Am 28.12.2005 begann auch meine Leidensgeschichte. Da ich regelmässig in die Schweiz pendelte und inzwischen dort auch wohne, habe ich mir eine Schweizer SIM Karte gekauft. Damals etwas Neumodisches – eine erste (halbe) Discounterkarte von Orange, die es nur im Internet gab.

Diese SIM Karte löste ein Problem: plötzlich kostete eine Minute telefonieren nicht mehr über einen Euro, sondern nur noch 39 Rappen. Eine SMS war und ist mit 10 Rappen sogar recht günstig. Doch da hatte ich ein neues Problem: jetzt braucht es zwei Mobiltelefone. Ein zweites Handy aufzutreiben ist kein wirkliches Problem. Die hatte ich damals schon in ausreichender Menge. Doch ist es einfach blöd, immer zwei Telefone mit sich herumzutragen.

Also suchte ich nach Lösungen – und seitdem gehöre ich zu oben erwähnten Kunden. Ich möchte Mobiltelefone, in die zwei SIM Karten passen.

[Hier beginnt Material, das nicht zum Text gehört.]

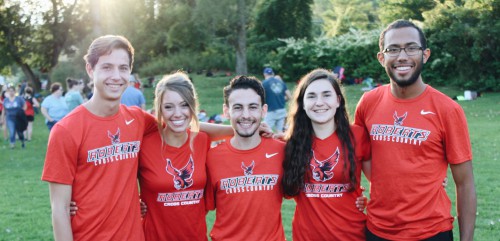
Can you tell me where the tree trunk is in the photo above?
[90,0,102,37]
[17,63,42,93]
[236,0,248,75]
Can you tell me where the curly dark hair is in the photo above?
[282,69,358,197]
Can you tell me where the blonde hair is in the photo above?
[154,71,200,141]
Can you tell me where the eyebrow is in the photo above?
[386,42,420,49]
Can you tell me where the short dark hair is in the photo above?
[50,82,62,93]
[378,19,427,52]
[224,75,266,105]
[83,35,134,70]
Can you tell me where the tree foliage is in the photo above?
[0,0,86,90]
[320,0,378,37]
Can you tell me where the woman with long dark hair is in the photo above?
[283,69,370,240]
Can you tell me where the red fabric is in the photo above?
[292,127,369,241]
[42,105,156,241]
[355,85,472,240]
[24,97,35,116]
[139,132,210,241]
[205,138,285,241]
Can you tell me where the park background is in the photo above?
[0,0,500,240]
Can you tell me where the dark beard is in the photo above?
[236,128,259,137]
[385,60,424,88]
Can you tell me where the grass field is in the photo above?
[0,76,500,241]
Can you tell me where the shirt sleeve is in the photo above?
[205,167,216,211]
[443,104,472,164]
[42,124,78,185]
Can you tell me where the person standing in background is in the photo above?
[64,78,84,112]
[0,86,26,149]
[42,82,69,131]
[121,75,146,110]
[262,67,292,134]
[23,86,40,141]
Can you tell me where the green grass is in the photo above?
[0,76,500,241]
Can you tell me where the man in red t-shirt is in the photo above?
[205,76,285,240]
[42,35,157,241]
[355,20,476,240]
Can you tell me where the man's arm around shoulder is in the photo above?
[49,182,73,241]
[450,161,477,241]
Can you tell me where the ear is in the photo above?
[422,49,431,64]
[85,63,94,80]
[262,104,267,118]
[377,52,385,67]
[222,104,231,119]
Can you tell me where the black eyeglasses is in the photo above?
[382,46,424,57]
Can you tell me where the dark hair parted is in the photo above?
[83,35,134,70]
[282,69,358,197]
[224,75,266,105]
[378,19,427,52]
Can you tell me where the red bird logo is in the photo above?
[392,111,408,126]
[310,147,339,182]
[241,161,255,176]
[108,128,120,145]
[166,156,194,190]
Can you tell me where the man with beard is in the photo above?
[205,76,285,240]
[355,20,476,240]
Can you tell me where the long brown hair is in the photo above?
[282,69,358,197]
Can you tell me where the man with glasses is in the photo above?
[355,20,476,240]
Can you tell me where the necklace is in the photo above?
[311,148,338,163]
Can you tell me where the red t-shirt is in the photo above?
[42,105,157,241]
[292,127,370,241]
[139,132,210,241]
[205,138,285,241]
[24,96,35,116]
[355,85,472,240]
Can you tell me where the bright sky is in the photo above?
[5,0,78,23]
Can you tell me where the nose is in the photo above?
[174,106,181,117]
[241,108,250,117]
[111,68,121,79]
[397,49,409,59]
[314,96,325,106]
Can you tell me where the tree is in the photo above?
[193,0,255,74]
[254,0,313,40]
[0,0,86,91]
[320,0,379,37]
[379,0,437,24]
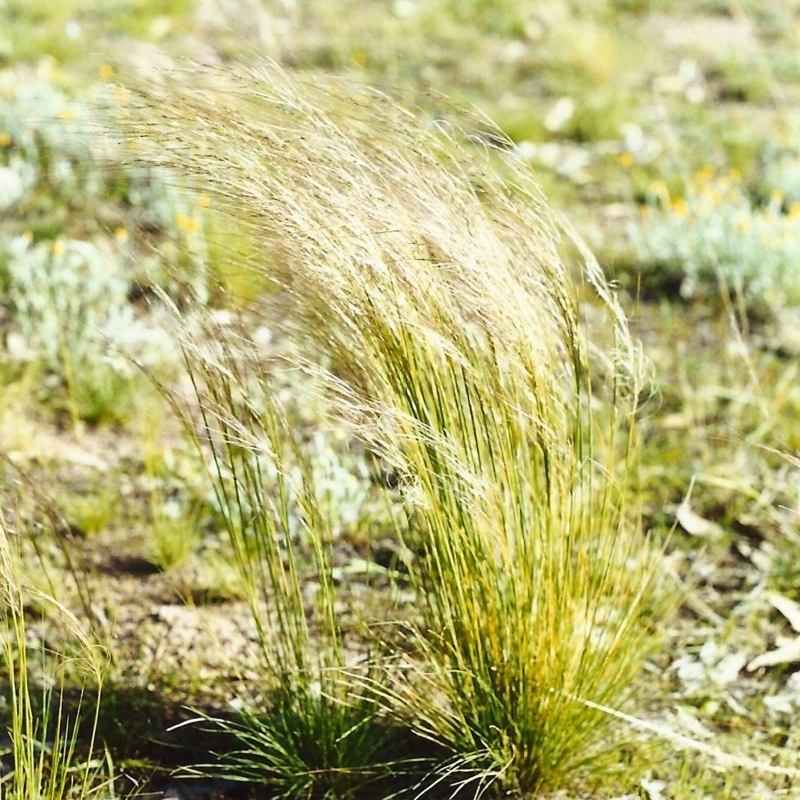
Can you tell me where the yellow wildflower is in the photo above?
[694,164,717,183]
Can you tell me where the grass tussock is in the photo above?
[115,59,672,796]
[0,463,113,800]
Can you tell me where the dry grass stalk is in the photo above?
[114,56,658,793]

Solche Telefone sind eigentlich ein alter Hut. Benefon hat so ein Gerät schon vor einem Jahrzehnt angeboten. Doch fragen die Kunden in Deutschland in den Shops der grossen Netzbetreiber an, zucken die Verkäufer nur mit den Schultern und versuchen stattdessen, wieder irgendein Klicki-Bunti Gerät unters Volk zu bekommen. Unter vorgehaltener Hand hört man dann immer wieder, dass die Netzbetreiber auf die Gerätehersteller massivsten Druck ausüben, solche Geräte nicht anzubieten. So hat Nokia ihr erstes Dual-SIM Handy in Deutschland nicht im Programm.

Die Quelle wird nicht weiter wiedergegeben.